Tuesday, November 25, 2008

Version Control Hooks for a Professional Development Shop

Managing a professional development shop can be challenging. As an Applications Architect, I must be aware at all times of what is going on in the codebase. I need to ensure that each change is properly documented, does not break existing code, is optimized and follows the company's coding standards, among other things.

If you are using a version control system that supports hooks, such as Subversion, these tasks can be mostly automated (if you're not using a version control system, STOP READING and go get one now, I'll be here waiting). At the time of this post, I have set up the following hooks in our Subversion repository to manage a PHP shop (it's worth mentioning that these hooks are useful for any codebase, not just for PHP):

Pre-commit:
  • Requiring a log message for each committed changeset
  • Running lint checks on the committed code
  • Ensuring the committed code follows the company's coding standards
Post-commit:
  • Sending an email to the development group with the commit details

Requiring the developer to add a log message makes it easier track changes when viewing the change history of the codebase. This message is also used in the email that is sent post-commit (more on that later).

Lint checking, or automated code analysis, can help avoid potential bugs from being committed. At the very least, your lint hook should ensure that no syntax errors get committed. There is bound to be at least one code analyzer for your programming language if the language is widely used (check this list). If using PHP, the PHP CLI itself can be used as a lint checker by passing the -l option.

Opinions vary on forcing committed code to follow coding standards. Some say this should be done as a post-commit hook rather than pre-commit, sending an email out to the development group for review. Others say this is an unnecessary check and review of the code against coding standards belongs to a separate tool, as an outside process. Based on my experience, this hook is necessary, and should be done pre-commit. As a perfectionist, I can assure you that no matter how much you stress the importance of following standards, your developers will not care about this to the same degree you do and will commit immediately after testing their changes, no matter how their code looks like in its working state. Asking the developers to go back and fix their code so it conforms to the standard is a tiring process and rarely works. When there are tight deadlines, the developers' concerns are to implement all the needed features to get the project out the door quickly. The last thing on their minds is to "make the code look pretty". Before you know it, there will be no uniformity in your codebase and maintenance will become a nightmare.

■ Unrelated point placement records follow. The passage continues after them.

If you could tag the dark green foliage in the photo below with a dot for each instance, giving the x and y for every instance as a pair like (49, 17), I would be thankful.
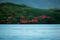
(15, 11)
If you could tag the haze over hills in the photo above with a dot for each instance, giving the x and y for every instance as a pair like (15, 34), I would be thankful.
(43, 4)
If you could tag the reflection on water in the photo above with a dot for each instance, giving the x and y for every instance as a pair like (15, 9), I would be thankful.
(29, 33)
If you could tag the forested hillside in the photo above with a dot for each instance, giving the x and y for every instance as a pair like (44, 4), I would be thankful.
(11, 13)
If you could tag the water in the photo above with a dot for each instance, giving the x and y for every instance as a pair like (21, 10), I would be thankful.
(29, 32)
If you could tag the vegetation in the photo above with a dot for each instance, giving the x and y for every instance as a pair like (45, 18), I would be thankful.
(11, 13)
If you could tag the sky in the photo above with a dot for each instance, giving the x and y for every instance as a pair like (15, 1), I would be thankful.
(44, 4)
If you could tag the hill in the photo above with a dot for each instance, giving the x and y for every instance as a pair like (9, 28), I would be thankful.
(11, 13)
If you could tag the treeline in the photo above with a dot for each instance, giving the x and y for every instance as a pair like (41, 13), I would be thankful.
(11, 13)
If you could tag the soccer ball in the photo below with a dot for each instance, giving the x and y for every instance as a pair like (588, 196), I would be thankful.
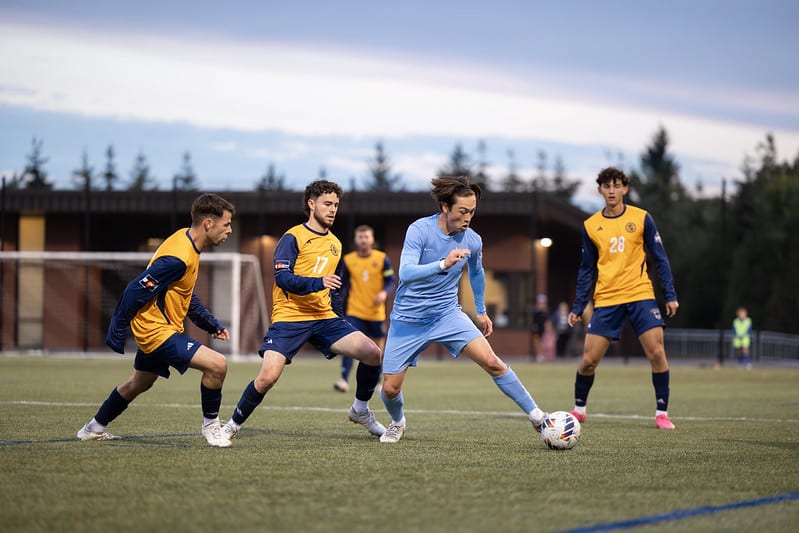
(560, 430)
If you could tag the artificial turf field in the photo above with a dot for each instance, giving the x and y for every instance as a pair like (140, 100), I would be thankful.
(469, 461)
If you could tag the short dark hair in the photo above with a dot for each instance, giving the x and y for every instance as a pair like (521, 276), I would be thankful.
(209, 204)
(611, 174)
(364, 227)
(446, 188)
(317, 188)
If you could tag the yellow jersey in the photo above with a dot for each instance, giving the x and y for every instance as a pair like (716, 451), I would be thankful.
(302, 258)
(367, 276)
(163, 316)
(613, 269)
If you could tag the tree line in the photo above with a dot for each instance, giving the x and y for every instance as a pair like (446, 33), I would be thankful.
(380, 176)
(740, 248)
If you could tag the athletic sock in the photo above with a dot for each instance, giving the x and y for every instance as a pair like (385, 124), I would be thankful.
(250, 399)
(112, 407)
(346, 367)
(661, 382)
(509, 384)
(394, 406)
(582, 385)
(366, 379)
(210, 399)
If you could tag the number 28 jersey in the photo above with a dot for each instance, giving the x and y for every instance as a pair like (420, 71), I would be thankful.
(302, 258)
(614, 260)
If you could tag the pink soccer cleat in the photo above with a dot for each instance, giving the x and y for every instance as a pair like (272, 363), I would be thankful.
(663, 422)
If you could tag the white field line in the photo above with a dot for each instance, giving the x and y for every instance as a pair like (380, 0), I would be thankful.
(412, 411)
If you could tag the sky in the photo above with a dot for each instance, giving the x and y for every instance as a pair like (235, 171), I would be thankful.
(312, 87)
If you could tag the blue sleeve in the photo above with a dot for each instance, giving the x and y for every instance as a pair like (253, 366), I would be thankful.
(388, 276)
(410, 269)
(586, 275)
(477, 280)
(336, 295)
(286, 254)
(655, 248)
(202, 317)
(146, 286)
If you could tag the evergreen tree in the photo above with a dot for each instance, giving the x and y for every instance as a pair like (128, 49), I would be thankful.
(271, 181)
(34, 176)
(185, 179)
(83, 176)
(766, 243)
(110, 176)
(140, 178)
(380, 176)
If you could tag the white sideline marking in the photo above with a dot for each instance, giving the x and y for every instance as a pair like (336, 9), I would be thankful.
(413, 411)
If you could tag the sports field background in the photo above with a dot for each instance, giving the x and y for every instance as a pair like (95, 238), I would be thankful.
(469, 460)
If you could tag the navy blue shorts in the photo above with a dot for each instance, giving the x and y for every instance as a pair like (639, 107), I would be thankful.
(287, 338)
(176, 351)
(608, 321)
(371, 328)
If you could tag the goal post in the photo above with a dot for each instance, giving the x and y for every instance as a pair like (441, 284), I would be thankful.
(63, 301)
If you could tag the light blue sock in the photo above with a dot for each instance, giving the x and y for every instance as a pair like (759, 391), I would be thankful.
(395, 406)
(509, 384)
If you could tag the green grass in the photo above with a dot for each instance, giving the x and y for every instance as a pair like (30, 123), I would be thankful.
(469, 460)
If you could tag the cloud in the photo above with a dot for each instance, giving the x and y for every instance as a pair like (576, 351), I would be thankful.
(295, 91)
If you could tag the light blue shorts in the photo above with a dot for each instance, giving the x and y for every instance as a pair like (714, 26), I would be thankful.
(608, 321)
(406, 339)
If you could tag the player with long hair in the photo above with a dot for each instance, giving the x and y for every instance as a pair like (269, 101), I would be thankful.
(426, 310)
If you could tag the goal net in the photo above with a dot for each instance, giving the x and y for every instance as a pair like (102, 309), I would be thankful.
(63, 301)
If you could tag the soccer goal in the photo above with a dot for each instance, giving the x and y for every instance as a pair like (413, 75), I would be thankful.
(63, 301)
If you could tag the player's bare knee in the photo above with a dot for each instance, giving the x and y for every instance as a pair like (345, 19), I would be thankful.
(391, 390)
(370, 354)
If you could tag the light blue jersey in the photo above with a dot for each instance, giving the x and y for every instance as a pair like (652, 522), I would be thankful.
(425, 291)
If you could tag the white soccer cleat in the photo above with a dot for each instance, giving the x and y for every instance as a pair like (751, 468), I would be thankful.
(86, 434)
(213, 434)
(229, 430)
(393, 432)
(368, 420)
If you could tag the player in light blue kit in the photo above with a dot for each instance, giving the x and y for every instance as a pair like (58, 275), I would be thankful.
(426, 308)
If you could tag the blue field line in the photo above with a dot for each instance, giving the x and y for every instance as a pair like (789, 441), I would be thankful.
(122, 441)
(681, 514)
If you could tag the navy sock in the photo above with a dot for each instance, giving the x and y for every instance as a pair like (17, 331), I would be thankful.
(210, 399)
(250, 399)
(366, 378)
(582, 385)
(112, 407)
(346, 367)
(661, 382)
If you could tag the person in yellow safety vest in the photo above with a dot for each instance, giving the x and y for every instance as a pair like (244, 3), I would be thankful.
(742, 338)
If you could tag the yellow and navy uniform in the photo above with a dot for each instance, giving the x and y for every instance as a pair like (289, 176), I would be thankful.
(302, 258)
(157, 302)
(613, 269)
(364, 277)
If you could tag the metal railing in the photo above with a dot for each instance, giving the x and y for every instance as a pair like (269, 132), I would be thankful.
(715, 344)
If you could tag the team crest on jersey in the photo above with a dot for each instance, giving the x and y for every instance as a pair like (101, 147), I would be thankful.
(149, 282)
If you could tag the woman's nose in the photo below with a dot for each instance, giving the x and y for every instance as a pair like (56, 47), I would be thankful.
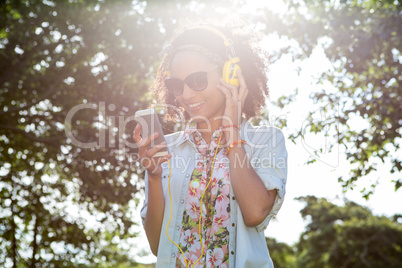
(188, 93)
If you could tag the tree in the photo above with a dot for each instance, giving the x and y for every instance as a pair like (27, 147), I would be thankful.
(282, 255)
(72, 75)
(347, 236)
(362, 40)
(55, 56)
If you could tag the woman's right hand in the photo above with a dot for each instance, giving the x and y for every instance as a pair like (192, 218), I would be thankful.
(146, 155)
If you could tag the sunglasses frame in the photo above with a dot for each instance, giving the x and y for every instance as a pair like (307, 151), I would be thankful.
(185, 82)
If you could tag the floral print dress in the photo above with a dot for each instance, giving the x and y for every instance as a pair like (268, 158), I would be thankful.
(215, 219)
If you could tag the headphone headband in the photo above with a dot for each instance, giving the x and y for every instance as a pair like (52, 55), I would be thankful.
(228, 42)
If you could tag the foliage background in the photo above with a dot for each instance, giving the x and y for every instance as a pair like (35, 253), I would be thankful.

A pre-commit hook will avoid all the issues above (for PHP, look at the PHP_CodeSniffer PEAR package). Even though the developers will hate you at first, this will force them to care about your coding standard, if only to avoid wasting time having all their changes be constantly rejected. The coding standard hook should not only error out and reject the commit, but it should also print out the lines in the code that break the standard and what specific rules were violated. This will help them immediately resolve the issues instead of them having them re-read the coding standards document. As they keep seeing these messages, they will memorize and apply the rules of the standard, which was your goal in the first place. Some might argue that if your developers don't find that conforming to the coding standard is important, that you have a personnel problem, and not a management one. To that, I say good luck finding developers that hold this in high regard, and by the time you find one, be prepared to pay them a higher salary, as developers who do care about this usually care about other important things, such as code design and performance, which means they're good and experienced.

Finally, sending an email post-commit helps all in the development group be aware of what's going on in the codebase. The email sent out should include the name of the developer which committed the change, the date of the commit, the log message the developer entered, and the diff output of the changes. This is not only useful for the other developers, but also for the person assigned to do code reviews (usually the architect). Unoptimized or badly-implemented code will be caught quickly in development, before it's too late and the change ends up in production.